The parties disputed the eventual calculation of the purchase price for shares, and the original owners sought to have this issue arbitrated under the Agreement. The parties litigated a dispute about whether the relevant arbitration clauses of the Agreement were engaged. It was held that the clauses of the Agreement were engaged, and in 2013 the calculation of the purchase price for the shares was referred to arbitration.
In June and December 2016 the arbitrator made two awards regarding the purchase price of the shares. The arbitration, however, had not been concluded as a final award on costs had not been made. Mango Boulevard applied to set aside both awards. As the second award relied on the first award, it fell to the court to consider whether the first award should be set aside.
The purchaser argued that the arbitrator's awards dealt with matters beyond the scope of the reference to arbitration, and that the arbitrator failed to accord procedural fairness and natural justice which deprived the purchaser of its ability to present its case.
The original owners requested that, if the court allowed the application to set aside the award under section 34 of the Commercial Arbitration Act 2013 (Qld) (Act), the court should suspend the setting aside of proceedings for a period to give the arbitrator an opportunity to resume the arbitral proceedings.
The court dismissed the application.
Jackson J highlighted that the issue for consideration was whether the purchaser had made a case for setting aside the awards under section 34 of the Act, and if so, whether the court should suspend the setting aside of the arbitral proceedings to give the arbitrator an opportunity to take such action as in the arbitrator's opinion would eliminate the grounds for the awards being set aside.
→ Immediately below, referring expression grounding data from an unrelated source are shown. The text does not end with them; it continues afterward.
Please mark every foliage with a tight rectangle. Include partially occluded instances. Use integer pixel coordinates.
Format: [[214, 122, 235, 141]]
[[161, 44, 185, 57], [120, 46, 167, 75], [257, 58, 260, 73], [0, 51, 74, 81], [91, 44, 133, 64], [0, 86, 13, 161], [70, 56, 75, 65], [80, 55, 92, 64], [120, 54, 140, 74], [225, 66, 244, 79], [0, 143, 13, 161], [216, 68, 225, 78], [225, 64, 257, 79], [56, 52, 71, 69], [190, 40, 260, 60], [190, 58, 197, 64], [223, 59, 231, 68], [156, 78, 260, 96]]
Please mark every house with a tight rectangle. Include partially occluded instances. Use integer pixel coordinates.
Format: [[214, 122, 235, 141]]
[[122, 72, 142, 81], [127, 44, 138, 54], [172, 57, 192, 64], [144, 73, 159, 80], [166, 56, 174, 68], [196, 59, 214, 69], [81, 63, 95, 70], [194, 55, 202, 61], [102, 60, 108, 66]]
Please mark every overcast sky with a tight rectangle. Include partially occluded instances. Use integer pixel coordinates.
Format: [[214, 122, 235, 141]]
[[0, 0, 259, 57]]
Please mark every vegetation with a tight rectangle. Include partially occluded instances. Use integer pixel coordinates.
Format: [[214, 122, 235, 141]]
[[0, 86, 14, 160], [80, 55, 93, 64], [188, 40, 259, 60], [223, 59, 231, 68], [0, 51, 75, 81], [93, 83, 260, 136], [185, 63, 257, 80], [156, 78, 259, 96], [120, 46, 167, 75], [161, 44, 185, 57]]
Jackson J held that the purchaser had not made out a case to set aside the awards. His Honour held that despite the purchaser's complaints about how the arbitrator had valued the purchase price of the shares, the arbitrator had not decided matters beyond the scope of the submission to arbitration. Further, while Jackson J accepted that notions of procedural fairness and natural justice were appropriately considered as a basis for setting aside an award under the Act, his Honour held that the arbitrator's conduct in the circumstances was not such so as to cause any real practical injustice to the purchaser.
In obiter, Jackson J stated that while section 32 of the Act made it clear that a final award terminated the arbitral proceedings and thus the mandate of the arbitral tribunal, this was not the case in respect of any 'partial' awards. Further, His Honour stated that while the provisions of the Act were such that an order to set aside an award had the effect of setting the arbitral proceedings at naught, this did not prevent the parties to the arbitration agreement referring this dispute again. There was, however, nothing in the Act which expressly provided for either a remitter or a new hearing in respect of any award that is set aside under section 34 of the Act.